Que el nivel de desempleo en la Argentina es elevado, nadie lo niega. De la misma manera que todos estamos esperando medidas que reactiven en mercado laboral.

En ese sentido la esperanza generalizada era que aparecieran ideas nuevas, frescas, que impulsaran la creación de nuevos puestos de trabajo formales en el sector privado.

Sin embargo, la medida que reapareció fue la implementación de la doble indemnización cuando se produce un despido sin causa, como una condición para evitar la caída del empleo formal (ya que el empleo informal, que alcanza niveles en el orden del 30%, en caso de despido no cobra ni la indemnización simple).

La pregunta que muchos nos hicimos, fue: ¿en esta oportunidad la doble indemnización resultará como un “paralizante” de las decisiones de desvincular personal; o sucederá lo que ya conocemos de su edición anterior que estuvo vigente nada menos que 5 años entre el 2002 y el 2007?

El fin de semana, estuve paseando por algunos centros comerciales, como lo hago habitualmente, y me llamó la atención de ver muchos negocios con el cartel de “cierre definitivo”, cuando hasta la semana pasada estaban abiertos.Posiblemente con pocas ventas, pero abiertos.

Es más, me detuve en un conocido e importante local de comidas a tomar un café.

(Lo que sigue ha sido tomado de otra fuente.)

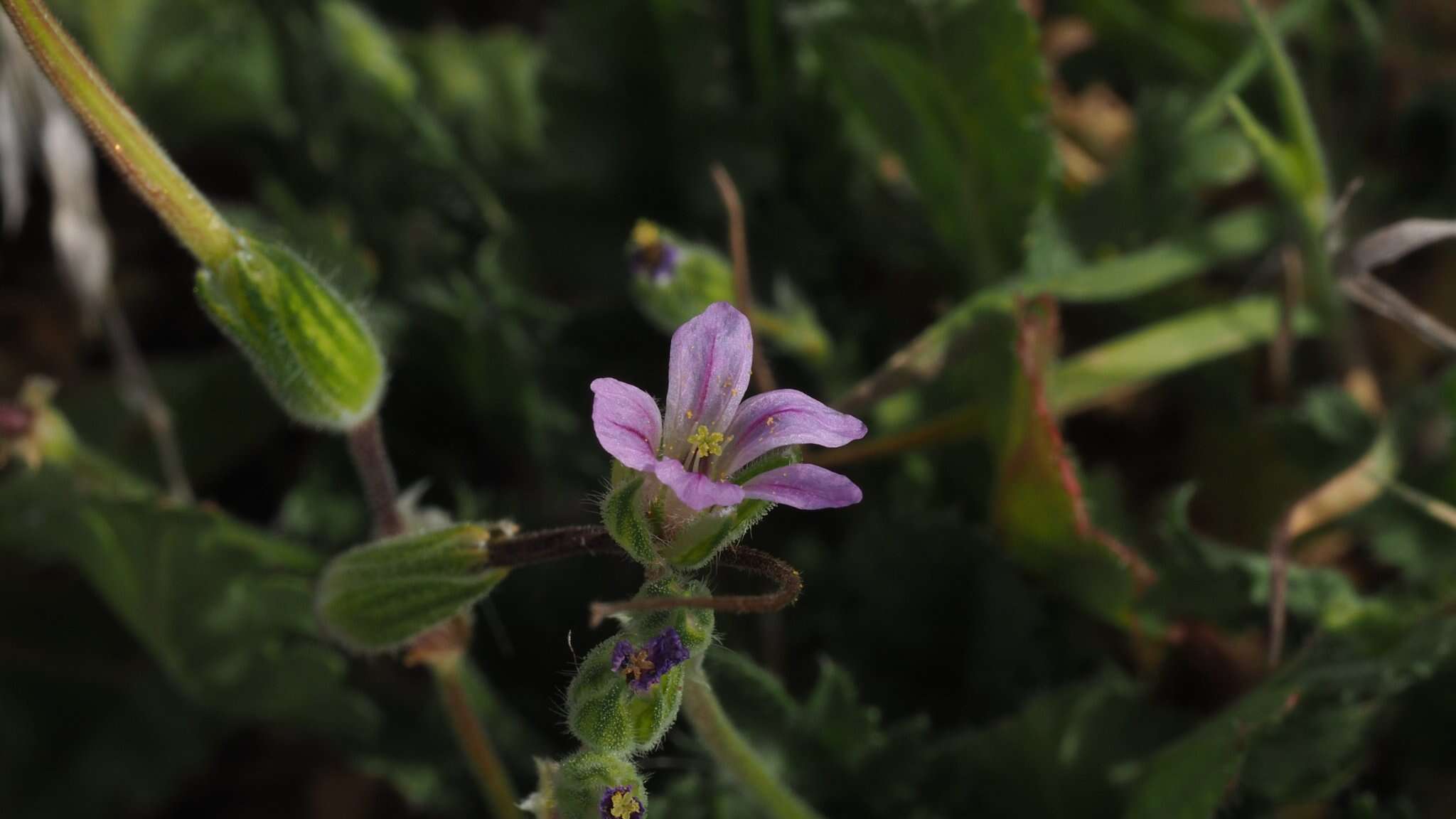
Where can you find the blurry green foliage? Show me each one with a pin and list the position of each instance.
(471, 186)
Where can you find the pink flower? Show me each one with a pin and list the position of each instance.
(710, 433)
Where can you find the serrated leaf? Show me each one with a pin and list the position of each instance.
(225, 609)
(382, 595)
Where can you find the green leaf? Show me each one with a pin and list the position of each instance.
(1039, 505)
(382, 595)
(1303, 734)
(958, 92)
(1129, 276)
(1207, 580)
(1129, 363)
(225, 609)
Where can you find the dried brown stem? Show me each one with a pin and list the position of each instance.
(552, 544)
(1379, 298)
(742, 279)
(1279, 588)
(743, 559)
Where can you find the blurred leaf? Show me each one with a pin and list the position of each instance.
(1300, 735)
(1207, 580)
(1060, 756)
(1120, 277)
(487, 88)
(1132, 362)
(220, 413)
(188, 68)
(832, 749)
(226, 611)
(1039, 506)
(958, 94)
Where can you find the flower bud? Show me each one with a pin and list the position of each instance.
(623, 515)
(675, 280)
(599, 786)
(383, 595)
(312, 350)
(625, 695)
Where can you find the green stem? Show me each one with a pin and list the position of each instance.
(122, 136)
(717, 732)
(486, 761)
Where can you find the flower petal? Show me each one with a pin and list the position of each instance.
(695, 488)
(707, 375)
(781, 419)
(626, 423)
(804, 486)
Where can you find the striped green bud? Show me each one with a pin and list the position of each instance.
(312, 350)
(385, 595)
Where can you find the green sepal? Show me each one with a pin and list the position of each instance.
(383, 595)
(701, 277)
(583, 778)
(695, 627)
(623, 516)
(711, 532)
(312, 350)
(606, 714)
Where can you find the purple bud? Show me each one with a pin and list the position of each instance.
(619, 803)
(646, 666)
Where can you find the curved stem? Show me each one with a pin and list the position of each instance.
(123, 139)
(486, 761)
(717, 732)
(764, 564)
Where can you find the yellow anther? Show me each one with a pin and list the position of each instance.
(707, 444)
(646, 235)
(623, 805)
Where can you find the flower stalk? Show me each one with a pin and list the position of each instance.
(378, 476)
(475, 744)
(123, 139)
(729, 746)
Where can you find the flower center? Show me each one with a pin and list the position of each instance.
(637, 665)
(623, 805)
(707, 444)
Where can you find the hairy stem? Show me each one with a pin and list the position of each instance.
(122, 136)
(730, 749)
(742, 279)
(743, 559)
(378, 476)
(475, 744)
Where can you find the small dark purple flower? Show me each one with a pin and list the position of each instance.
(646, 666)
(710, 433)
(653, 254)
(619, 803)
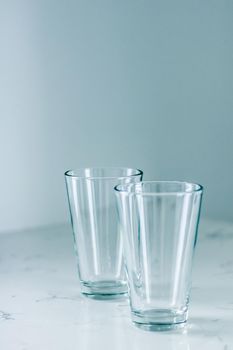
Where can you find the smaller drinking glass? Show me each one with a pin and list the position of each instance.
(159, 221)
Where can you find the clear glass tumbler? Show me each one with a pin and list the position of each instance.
(97, 238)
(159, 220)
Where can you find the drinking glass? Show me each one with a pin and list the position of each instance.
(97, 238)
(159, 221)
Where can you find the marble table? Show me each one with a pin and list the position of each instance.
(41, 307)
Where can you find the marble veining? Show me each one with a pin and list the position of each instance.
(41, 307)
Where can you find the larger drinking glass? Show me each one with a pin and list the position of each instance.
(97, 238)
(159, 221)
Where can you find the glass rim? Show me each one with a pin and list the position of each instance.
(125, 188)
(69, 174)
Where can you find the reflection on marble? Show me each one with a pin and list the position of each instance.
(41, 307)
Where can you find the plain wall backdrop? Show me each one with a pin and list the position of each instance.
(144, 84)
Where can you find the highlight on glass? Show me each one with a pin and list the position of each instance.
(97, 239)
(159, 222)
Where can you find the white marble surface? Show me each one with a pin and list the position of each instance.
(41, 308)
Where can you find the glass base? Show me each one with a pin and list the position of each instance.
(102, 290)
(159, 319)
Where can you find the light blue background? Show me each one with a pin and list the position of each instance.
(145, 84)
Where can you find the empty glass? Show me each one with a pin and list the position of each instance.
(159, 220)
(97, 238)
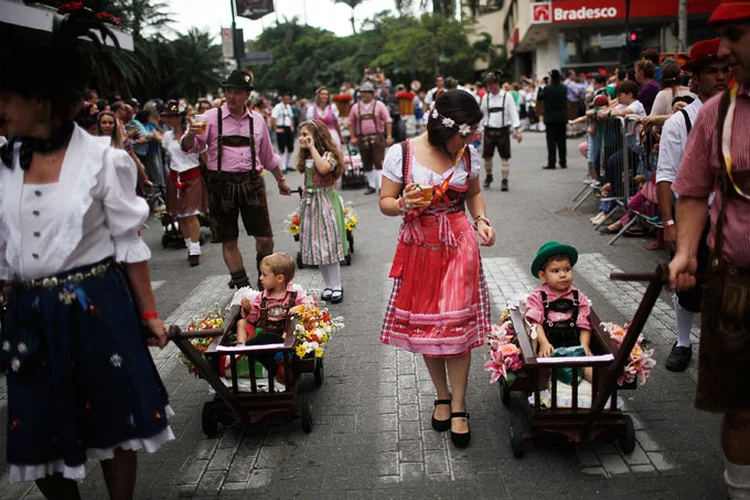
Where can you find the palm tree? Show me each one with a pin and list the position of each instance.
(141, 15)
(353, 5)
(197, 65)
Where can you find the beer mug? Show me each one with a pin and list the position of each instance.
(426, 193)
(201, 120)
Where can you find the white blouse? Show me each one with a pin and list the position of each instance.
(180, 160)
(392, 169)
(91, 213)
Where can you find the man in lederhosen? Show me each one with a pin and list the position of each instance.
(500, 116)
(717, 160)
(239, 148)
(370, 129)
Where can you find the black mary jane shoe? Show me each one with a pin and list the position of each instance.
(460, 440)
(441, 425)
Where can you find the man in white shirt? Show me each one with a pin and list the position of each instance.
(282, 119)
(500, 115)
(711, 75)
(431, 95)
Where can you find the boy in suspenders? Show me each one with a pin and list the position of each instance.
(500, 115)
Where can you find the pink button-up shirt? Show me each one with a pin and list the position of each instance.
(535, 307)
(236, 159)
(699, 172)
(253, 315)
(368, 124)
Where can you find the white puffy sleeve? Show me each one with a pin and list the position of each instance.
(124, 212)
(5, 274)
(476, 162)
(392, 168)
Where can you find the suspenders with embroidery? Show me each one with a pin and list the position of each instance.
(369, 116)
(688, 123)
(565, 331)
(235, 141)
(264, 323)
(500, 110)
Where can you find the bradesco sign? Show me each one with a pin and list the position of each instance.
(577, 11)
(565, 12)
(560, 15)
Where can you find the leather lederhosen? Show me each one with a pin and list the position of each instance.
(724, 360)
(273, 319)
(561, 333)
(495, 109)
(235, 189)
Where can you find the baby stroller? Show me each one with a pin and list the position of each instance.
(353, 177)
(349, 238)
(172, 237)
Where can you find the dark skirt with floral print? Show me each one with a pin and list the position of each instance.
(80, 376)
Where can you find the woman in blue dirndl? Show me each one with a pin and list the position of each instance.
(81, 381)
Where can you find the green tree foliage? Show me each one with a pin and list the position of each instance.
(405, 47)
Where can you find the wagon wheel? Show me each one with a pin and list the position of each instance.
(504, 393)
(306, 416)
(319, 373)
(516, 437)
(209, 421)
(627, 438)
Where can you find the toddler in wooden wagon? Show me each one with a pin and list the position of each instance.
(264, 319)
(558, 311)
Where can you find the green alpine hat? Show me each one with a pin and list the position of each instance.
(548, 250)
(239, 80)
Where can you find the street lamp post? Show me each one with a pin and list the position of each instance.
(234, 37)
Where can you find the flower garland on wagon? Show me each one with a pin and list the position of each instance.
(210, 320)
(350, 217)
(351, 220)
(640, 362)
(314, 329)
(504, 356)
(292, 223)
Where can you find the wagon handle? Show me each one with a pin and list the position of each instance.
(657, 279)
(195, 357)
(176, 332)
(661, 274)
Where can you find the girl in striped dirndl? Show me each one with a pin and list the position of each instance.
(322, 230)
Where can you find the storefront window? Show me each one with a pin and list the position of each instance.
(595, 47)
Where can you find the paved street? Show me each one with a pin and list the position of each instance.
(372, 436)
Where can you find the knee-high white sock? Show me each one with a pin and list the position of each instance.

Cuando lo pedí, la señorita que me atendió, me dijo “no tenemos café porque esta noche cerramos y no abrimos más. El dueño no puede pagar el alquiler y los impuestos”.

Me quedé sin tomar café y con la gran duda si a esos chicos que trabajaban en ese local de marca reconocida, les pagarían la doble indemnización. La sensación que tuve, y que tengo, es que muy posiblemente se produjera un “volver al pasado” y se reditara lo acontecido en la versión anteriorde la “doble”, cuando el grado de cumplimiento fue muy bajo; principalmente por parte de las pequeñas empresas.

En aquel entonces, los despidos continuaron.

Es que la indemnización por despido es una consecuencia que responde a una o varias causas. Por lo tanto, lo que hay que hacer es trabajar en encontrar ideas nuevas, diferentes, que eliminen las causas. Cuando no hay causas; no hay consecuencias.

En la medida en que se agraven las consecuencias, pagar más por un despido sin causa, no “suena” como una “invitación” a mantener en empleo formal. Así como tampoco “suena” como una invitación para que se produzcan nuevas inversiones que generen empleo en cantidad y calidad. Más bien “suena a más de lo mismo” con el agravante de que no funcionó.